When a TEDDY participant was 9–12 months of age, HLA status was confirmed by genotyping at increased resolution of HLA-DRB1, DQA1, and DQB1 at the central HLA reference laboratory at Roche Molecular Systems, Oakland, CA (Erlich et al., 1991). SNPs from the Illumina Immuno BeadChip (manifest file: Immuno_BeadChip_11419691.bpm from Illumina, San Diego, CA, USA) were also assessed by the Center for Public Health Genomics at University of Virginia as described previously (Krischer et al., 2017).

Study Design

Primary Outcome Definition

The primary TEDDY outcome variable was development of persistent, confirmed islet autoimmunity (IA). IA was assessed every 3 months through four years of age. Persistent autoimmunity was defined by the confirmed (two reference labs in agreement) presence of any one of three islet autoantibodies: autoantibody to insulin (IAA), glutamic acid decarboxylase (GADA), or insulinoma antigen-2 (IA-2A) on two or more consecutive visits. Date of persistent autoimmunity was defined as the draw date of the first sample of the two consecutive autoantibody-positive samples.

Islet Autoantibodies

Islet autoantibodies were the first primary end-point in the TEDDY study. Islet autoantibodies to insulin, GAD65, and IA-2 were measured in two laboratories by radiobinding assays (Babaya et al., 2009; Bonifacio et al., 2010).
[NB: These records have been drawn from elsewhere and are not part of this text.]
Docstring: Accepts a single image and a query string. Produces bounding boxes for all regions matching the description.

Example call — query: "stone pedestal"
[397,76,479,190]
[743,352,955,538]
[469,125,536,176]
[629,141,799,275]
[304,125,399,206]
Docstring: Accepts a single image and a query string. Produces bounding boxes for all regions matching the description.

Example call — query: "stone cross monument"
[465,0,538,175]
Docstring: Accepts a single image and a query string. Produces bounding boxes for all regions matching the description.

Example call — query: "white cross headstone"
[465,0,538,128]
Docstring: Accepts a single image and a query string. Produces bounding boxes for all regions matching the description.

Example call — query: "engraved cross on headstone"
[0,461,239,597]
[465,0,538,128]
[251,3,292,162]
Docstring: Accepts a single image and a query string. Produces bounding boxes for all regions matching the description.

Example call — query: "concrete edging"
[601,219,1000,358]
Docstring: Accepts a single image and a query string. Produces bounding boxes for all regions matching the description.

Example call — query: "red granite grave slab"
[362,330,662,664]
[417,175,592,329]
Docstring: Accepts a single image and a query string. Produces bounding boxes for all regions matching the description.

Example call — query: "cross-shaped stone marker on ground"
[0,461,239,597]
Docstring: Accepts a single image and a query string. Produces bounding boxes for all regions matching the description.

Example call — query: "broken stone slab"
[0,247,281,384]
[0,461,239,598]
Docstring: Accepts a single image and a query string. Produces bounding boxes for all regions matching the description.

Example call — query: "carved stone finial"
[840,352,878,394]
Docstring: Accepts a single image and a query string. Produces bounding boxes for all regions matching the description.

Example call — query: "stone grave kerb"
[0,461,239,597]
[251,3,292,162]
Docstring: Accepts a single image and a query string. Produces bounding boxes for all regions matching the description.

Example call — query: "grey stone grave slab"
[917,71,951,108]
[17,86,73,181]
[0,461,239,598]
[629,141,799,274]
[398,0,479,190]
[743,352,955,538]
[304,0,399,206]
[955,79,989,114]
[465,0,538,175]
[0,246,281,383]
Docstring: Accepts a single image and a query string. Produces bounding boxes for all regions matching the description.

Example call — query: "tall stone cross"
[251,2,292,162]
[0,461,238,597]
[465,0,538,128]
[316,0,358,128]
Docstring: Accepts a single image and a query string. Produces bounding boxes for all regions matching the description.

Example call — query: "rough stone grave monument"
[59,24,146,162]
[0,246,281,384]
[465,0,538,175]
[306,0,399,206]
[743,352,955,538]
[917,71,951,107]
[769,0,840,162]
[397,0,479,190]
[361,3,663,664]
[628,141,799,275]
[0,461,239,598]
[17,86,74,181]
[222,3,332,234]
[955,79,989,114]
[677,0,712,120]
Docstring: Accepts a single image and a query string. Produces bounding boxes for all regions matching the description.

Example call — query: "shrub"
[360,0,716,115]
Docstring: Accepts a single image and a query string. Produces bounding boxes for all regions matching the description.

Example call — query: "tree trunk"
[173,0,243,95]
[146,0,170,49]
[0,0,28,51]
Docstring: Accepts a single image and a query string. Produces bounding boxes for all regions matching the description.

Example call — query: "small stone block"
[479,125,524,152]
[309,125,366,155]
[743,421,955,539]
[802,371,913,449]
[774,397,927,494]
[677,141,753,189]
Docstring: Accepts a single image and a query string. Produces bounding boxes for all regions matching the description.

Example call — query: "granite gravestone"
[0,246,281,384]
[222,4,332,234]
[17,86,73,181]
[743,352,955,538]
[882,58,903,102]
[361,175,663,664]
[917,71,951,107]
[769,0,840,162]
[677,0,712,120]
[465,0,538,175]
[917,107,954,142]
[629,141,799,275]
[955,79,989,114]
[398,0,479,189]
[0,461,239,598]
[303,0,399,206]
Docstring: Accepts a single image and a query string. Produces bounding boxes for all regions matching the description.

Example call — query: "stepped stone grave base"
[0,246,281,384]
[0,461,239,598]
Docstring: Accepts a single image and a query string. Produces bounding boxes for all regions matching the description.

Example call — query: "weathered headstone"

In the U.S., all sera were assayed at the Barbara Davis Center for Childhood Diabetes at the University of Colorado Denver; in Europe, all sera were assayed at the University of Bristol, the U.K. Assays in both laboratories have previously demonstrated high sensitivity, specificity and concordance (Torn et al., 2008). All positive islet autoantibodies and 5% of negative samples were re-tested in the other reference laboratory and deemed confirmed if concordant. To optimize concordance, harmonized assays for GADA and IA-2A replaced earlier assays in January, 2010.1 To distinguish maternal antibodies from IA in the child, the IA status of the mother was measured when the child was aged 9 months, and the child’s IA status was measured at 3 months of age and then every three months until 18 months of age. If the child had positive IA during this time, the status was listed as ‘pending’ until 18 months of age, at which time the child’s IA status was determined based on both maternal and child IA over the first 18 months of the study. If maternal antibodies were present, the child was not considered persistently IA positive until positive at/after 18 months unless the child had a negative sample prior to their first positive sample. A recognized limitation of this approach is that true IA positivity during the first 18 months of life that waned could have been masked by maternal antibodies.

Diagnosis of T1D and CD

T1D and CD were the second primary end-points in the TEDDY study. At the time of clinical diagnosis of diabetes, data were collected outside the TEDDY clinics (care providers or clinics) using a standardized case report form requiring documentation to fulfill American Diabetes Association criteria for classification of T1D (Elding Larsson et al., 2014).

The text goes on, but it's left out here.